Forecasters are warning that a hurricane making landfall at or near New York City could cause catastrophic damage in the U.S.'s largest urban center.

While a storm is unlikely to make direct landfall on Manhattan, a nearby storm would cause extensive flooding and heavy storm surges, experts say.

Even a minimal hurricane could put the runways at John F. Kennedy Airport underwater, and the battering action of wind-driven waves could cause significant damage to buildings, says Stephen Baig, a storm surge specialist with the National Hurricane Center in Miami.

A minor hurricane could also cause flooding throughout Lower Manhattan, depending on how the storm approached and whether it arrived at high or low tide.

Making matters worse, many New York residents may not realize how severely they could be affected by a hurricane.

Scott Mandia, a professor of physical sciences at Suffolk County Community College in Selden, says Long Island's 4 million residents could be surprised by the aftermath of a storm.

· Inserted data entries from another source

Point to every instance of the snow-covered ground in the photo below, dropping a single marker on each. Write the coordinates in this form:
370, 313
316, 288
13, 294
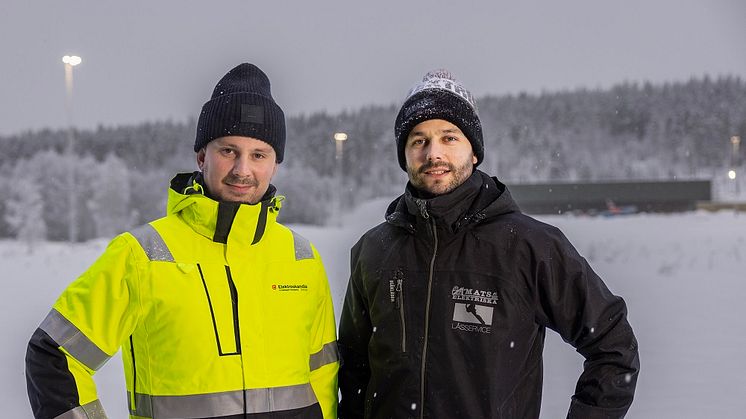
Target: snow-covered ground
683, 277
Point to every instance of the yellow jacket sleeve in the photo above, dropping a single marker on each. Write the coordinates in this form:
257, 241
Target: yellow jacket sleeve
324, 356
85, 327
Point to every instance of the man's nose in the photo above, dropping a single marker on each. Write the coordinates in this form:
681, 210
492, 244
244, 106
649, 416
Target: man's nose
241, 166
435, 151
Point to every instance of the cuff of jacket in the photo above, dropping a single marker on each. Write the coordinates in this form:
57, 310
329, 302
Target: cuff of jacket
580, 410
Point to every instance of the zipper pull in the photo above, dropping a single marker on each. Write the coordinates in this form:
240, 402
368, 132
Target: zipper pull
422, 206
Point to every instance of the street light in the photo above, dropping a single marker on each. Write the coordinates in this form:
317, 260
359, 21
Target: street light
71, 61
735, 140
339, 140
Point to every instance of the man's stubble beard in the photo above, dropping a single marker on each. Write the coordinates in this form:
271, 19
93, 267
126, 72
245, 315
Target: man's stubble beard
460, 174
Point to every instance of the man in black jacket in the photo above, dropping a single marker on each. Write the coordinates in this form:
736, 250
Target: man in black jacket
449, 298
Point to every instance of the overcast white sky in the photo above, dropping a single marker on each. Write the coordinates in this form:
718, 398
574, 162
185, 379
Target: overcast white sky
152, 60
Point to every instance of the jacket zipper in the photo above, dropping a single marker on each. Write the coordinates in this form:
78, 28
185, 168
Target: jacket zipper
133, 405
427, 310
400, 306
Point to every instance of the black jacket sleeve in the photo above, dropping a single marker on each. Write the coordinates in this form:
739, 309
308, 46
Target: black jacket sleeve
354, 334
576, 303
51, 387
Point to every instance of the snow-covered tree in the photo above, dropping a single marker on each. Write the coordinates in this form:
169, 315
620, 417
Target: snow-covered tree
25, 210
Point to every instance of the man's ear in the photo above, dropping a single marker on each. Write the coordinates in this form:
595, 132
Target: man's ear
201, 158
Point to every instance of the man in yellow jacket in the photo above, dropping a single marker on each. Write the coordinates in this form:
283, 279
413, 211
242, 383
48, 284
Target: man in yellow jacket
220, 311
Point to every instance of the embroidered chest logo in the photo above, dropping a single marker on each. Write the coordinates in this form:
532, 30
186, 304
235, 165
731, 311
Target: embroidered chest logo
472, 309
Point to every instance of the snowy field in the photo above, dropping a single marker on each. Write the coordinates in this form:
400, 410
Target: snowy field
683, 277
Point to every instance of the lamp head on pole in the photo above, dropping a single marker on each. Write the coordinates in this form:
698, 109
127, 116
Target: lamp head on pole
72, 60
340, 136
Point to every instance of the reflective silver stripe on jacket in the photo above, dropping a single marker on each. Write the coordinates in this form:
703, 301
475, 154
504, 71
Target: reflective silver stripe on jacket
260, 400
152, 243
73, 340
92, 410
303, 248
328, 354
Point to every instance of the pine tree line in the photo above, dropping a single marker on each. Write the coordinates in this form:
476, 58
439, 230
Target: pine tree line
631, 131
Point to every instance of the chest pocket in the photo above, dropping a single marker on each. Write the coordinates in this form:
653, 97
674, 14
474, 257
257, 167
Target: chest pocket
222, 297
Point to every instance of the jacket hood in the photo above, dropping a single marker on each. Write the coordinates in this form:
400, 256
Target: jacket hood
216, 220
479, 198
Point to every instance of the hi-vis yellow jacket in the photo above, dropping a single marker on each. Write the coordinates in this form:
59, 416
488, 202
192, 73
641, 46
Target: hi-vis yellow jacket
220, 311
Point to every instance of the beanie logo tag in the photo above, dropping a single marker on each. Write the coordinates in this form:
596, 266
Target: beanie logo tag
253, 114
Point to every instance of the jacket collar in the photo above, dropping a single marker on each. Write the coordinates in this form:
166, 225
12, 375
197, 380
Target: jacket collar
221, 222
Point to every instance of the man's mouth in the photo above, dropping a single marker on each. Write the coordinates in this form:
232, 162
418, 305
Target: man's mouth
436, 171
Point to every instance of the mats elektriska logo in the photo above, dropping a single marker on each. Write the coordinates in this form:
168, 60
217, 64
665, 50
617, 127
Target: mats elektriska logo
472, 309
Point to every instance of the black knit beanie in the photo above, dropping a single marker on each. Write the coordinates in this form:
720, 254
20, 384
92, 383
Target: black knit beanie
439, 96
242, 104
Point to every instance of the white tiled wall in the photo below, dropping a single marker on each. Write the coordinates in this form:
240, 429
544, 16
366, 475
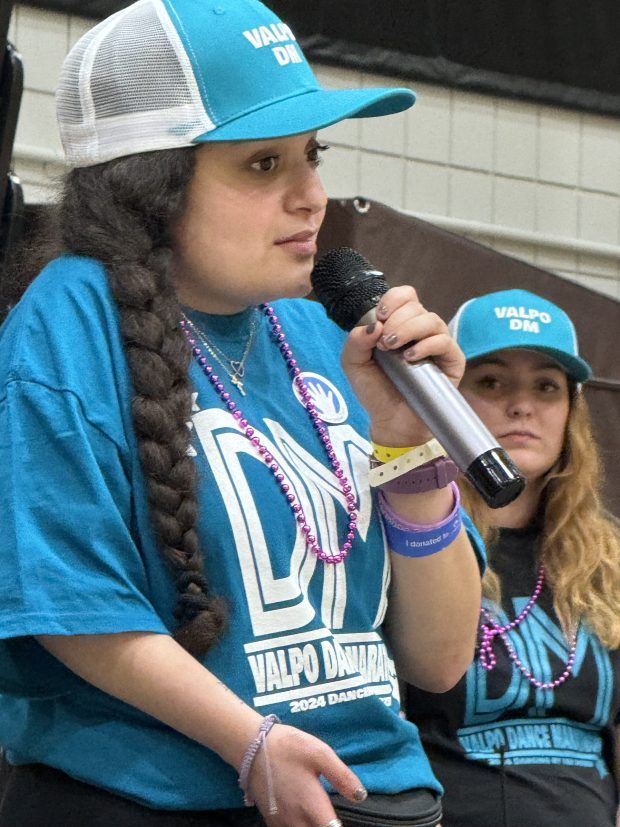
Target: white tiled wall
534, 181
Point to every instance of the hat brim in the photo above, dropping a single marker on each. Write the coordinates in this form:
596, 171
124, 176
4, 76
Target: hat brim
577, 368
311, 110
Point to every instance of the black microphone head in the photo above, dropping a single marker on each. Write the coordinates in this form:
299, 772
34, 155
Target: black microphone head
347, 285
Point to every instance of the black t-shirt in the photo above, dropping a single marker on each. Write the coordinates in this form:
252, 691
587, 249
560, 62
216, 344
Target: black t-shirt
510, 755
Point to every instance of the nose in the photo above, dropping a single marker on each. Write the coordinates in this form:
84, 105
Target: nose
306, 192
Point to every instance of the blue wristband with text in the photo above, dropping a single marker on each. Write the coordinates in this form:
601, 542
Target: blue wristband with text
413, 540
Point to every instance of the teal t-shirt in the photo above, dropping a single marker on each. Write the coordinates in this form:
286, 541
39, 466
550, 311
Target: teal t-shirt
78, 556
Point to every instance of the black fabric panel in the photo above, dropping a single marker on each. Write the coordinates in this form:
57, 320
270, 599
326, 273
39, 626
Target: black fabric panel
448, 269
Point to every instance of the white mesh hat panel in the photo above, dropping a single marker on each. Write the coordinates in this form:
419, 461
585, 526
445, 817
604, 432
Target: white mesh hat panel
128, 87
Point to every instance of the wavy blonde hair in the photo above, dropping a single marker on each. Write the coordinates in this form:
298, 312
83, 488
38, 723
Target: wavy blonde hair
580, 546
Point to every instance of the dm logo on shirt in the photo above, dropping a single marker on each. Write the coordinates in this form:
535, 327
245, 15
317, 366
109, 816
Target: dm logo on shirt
328, 400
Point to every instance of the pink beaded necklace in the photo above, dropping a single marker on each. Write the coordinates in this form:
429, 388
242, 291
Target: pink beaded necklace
490, 630
249, 432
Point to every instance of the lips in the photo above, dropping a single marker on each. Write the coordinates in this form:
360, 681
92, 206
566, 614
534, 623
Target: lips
302, 237
518, 435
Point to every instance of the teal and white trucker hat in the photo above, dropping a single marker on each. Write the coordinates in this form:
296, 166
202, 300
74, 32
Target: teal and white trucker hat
171, 73
518, 319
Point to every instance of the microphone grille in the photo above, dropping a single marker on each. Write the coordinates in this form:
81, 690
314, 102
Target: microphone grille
347, 285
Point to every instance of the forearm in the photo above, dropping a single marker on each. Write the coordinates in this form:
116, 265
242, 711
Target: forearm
434, 600
153, 673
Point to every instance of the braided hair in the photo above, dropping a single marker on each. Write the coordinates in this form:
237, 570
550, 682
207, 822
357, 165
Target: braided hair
121, 212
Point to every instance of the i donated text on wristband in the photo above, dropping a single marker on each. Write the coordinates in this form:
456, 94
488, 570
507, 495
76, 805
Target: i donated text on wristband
415, 540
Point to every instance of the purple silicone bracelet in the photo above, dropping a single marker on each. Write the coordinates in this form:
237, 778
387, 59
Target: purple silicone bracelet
437, 473
416, 539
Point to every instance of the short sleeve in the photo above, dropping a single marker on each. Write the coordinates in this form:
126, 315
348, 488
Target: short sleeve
69, 560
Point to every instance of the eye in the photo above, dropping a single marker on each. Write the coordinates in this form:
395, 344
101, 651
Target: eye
314, 154
266, 164
548, 386
488, 382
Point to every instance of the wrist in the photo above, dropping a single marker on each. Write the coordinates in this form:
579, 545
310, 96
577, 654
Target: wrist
388, 436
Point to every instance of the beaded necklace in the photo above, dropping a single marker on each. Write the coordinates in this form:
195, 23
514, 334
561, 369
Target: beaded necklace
490, 630
249, 432
236, 371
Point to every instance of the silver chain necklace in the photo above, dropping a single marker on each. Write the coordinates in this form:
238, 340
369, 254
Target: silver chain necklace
235, 368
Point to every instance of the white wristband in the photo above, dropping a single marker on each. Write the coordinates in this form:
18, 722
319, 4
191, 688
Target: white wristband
406, 462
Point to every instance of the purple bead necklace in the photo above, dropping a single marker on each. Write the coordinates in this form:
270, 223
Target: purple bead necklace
490, 630
249, 432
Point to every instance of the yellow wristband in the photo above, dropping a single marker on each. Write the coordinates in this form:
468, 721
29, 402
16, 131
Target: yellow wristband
413, 458
385, 454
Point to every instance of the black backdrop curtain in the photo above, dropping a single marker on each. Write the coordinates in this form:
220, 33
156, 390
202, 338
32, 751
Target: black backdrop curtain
447, 269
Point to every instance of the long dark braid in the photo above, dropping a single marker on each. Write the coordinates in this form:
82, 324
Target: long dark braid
121, 213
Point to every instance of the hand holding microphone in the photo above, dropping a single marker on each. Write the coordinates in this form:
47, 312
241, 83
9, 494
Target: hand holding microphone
350, 289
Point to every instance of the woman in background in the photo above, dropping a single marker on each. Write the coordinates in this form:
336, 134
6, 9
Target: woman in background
194, 597
528, 736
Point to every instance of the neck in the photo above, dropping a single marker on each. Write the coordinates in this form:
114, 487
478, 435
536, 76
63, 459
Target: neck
520, 512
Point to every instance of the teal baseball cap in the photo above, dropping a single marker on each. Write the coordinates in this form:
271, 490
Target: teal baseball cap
518, 319
161, 74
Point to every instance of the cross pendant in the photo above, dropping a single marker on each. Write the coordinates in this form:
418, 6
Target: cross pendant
238, 384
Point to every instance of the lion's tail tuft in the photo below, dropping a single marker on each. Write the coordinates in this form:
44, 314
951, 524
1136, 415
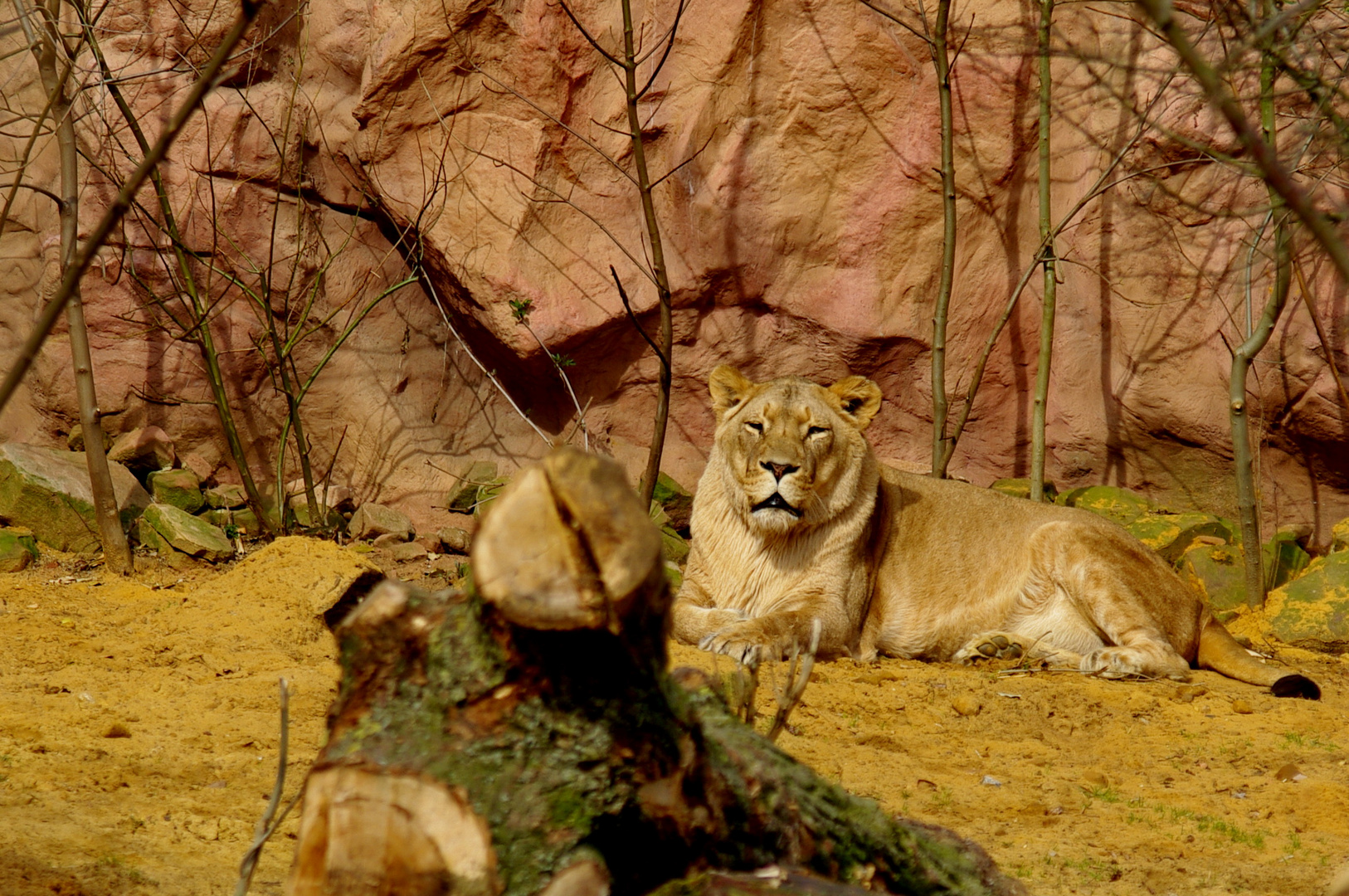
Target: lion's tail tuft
1219, 650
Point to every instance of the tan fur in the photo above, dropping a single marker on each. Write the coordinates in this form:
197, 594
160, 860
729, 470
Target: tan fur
909, 566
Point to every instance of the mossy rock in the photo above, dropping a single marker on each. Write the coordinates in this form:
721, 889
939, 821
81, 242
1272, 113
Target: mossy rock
150, 538
487, 494
177, 487
191, 534
1174, 533
17, 548
1284, 560
49, 493
1312, 610
676, 501
1219, 574
1340, 536
1112, 502
1021, 489
674, 547
465, 495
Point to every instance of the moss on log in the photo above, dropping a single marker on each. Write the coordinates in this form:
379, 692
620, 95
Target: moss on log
491, 757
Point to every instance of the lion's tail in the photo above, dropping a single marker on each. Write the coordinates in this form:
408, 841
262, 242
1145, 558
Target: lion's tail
1219, 650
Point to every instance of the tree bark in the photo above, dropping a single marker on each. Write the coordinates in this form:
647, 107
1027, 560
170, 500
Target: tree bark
1049, 260
116, 551
524, 737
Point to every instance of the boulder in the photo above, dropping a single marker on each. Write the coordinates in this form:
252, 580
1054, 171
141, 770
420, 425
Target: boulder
1021, 489
1284, 560
75, 441
246, 521
1219, 571
1174, 533
191, 534
149, 538
1112, 502
144, 450
674, 501
228, 497
373, 520
1219, 574
49, 493
455, 540
177, 487
17, 548
1312, 610
465, 497
674, 547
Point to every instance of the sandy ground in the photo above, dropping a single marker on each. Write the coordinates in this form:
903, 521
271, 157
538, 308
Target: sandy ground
139, 738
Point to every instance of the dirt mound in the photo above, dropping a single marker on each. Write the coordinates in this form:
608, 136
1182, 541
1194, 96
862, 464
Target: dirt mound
139, 733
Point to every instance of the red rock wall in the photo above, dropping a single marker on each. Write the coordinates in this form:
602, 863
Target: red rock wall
803, 234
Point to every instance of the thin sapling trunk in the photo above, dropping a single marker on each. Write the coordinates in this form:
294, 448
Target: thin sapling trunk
941, 60
116, 551
1047, 258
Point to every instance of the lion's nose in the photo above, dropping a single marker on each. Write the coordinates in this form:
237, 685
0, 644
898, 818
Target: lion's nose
777, 470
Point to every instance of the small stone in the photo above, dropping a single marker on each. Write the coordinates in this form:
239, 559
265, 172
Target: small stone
1186, 693
967, 704
17, 548
463, 497
455, 540
1021, 489
144, 450
407, 551
674, 501
374, 520
47, 491
177, 487
198, 463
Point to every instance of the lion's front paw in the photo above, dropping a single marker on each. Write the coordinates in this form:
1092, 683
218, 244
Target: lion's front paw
1133, 663
993, 645
743, 643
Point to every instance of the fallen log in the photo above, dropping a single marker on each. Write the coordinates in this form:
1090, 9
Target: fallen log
523, 737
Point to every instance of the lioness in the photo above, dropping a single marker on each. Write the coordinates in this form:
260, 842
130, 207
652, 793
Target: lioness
795, 521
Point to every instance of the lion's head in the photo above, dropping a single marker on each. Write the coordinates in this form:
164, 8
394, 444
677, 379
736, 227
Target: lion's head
793, 451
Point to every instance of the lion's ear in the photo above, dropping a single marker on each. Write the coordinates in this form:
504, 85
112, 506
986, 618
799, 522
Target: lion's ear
728, 389
858, 398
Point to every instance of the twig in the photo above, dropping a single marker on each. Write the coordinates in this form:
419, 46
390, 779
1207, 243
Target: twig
790, 695
248, 10
269, 821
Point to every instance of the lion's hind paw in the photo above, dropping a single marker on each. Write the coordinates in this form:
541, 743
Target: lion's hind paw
1006, 645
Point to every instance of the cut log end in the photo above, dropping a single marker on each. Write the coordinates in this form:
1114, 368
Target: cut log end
374, 831
568, 545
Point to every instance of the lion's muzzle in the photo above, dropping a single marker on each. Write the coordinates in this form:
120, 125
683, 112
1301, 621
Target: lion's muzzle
776, 502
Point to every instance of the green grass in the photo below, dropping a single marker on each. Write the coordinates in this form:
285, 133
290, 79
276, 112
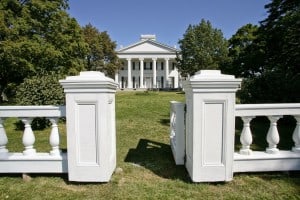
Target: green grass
144, 154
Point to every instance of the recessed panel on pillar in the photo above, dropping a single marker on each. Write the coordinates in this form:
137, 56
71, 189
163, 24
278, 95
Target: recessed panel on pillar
212, 137
87, 134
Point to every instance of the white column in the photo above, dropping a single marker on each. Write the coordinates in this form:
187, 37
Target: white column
154, 72
129, 82
296, 135
166, 72
117, 77
28, 137
273, 135
90, 113
54, 137
3, 138
246, 136
210, 119
141, 73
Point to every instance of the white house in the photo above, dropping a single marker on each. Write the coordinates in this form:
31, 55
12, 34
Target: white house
158, 65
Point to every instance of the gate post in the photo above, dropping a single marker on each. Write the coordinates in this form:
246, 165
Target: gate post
210, 125
91, 132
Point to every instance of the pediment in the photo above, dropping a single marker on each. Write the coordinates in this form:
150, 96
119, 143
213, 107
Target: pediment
147, 47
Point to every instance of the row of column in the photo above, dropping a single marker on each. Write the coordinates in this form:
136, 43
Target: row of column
142, 72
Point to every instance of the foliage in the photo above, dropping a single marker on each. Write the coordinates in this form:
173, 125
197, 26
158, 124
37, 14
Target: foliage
271, 60
240, 44
144, 154
202, 47
41, 90
101, 51
38, 36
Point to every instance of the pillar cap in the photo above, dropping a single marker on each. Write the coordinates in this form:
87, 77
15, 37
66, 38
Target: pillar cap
210, 74
88, 81
213, 80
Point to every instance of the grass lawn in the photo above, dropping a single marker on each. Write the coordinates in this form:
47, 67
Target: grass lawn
148, 168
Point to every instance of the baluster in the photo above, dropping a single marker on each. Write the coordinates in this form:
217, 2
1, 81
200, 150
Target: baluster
54, 137
173, 125
246, 136
28, 137
296, 135
3, 138
273, 135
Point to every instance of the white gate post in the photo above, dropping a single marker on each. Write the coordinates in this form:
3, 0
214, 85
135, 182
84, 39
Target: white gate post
91, 133
210, 125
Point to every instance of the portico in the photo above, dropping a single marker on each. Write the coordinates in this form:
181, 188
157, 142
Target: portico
147, 64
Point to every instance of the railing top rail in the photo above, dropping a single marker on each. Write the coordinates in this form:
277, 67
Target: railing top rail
267, 109
32, 111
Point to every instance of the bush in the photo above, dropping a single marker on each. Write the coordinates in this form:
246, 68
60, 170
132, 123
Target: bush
41, 90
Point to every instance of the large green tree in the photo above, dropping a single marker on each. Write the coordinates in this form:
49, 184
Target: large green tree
101, 51
241, 62
38, 36
202, 47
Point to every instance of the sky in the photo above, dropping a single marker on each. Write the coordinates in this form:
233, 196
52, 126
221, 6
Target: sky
126, 20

"What I think they don't understand is how many days and weeks after a hurricane that their lives will be completely changed," Mandia said.

"People who live away from the water think a hurricane will mean one day away from work, then back to normal."

"There will be an economic shutdown for a few weeks, if not a month," he said. "The economic standstill will be the biggest surprise for people."

Gregory Caronia, director of emergency preparedness for Nassau County on Long Island, said he tells Nassau County residents to be prepared to survive for at least four or five days on their own after a hurricane.

"We have so many people here and limited resources," Caronia said.

"Response within hours is not feasible. Within eight hours after a hurricane, we might be able to get some sort of reconnaissance [of the damage]. Beyond that, it might be a day or two or three before we can get help to them."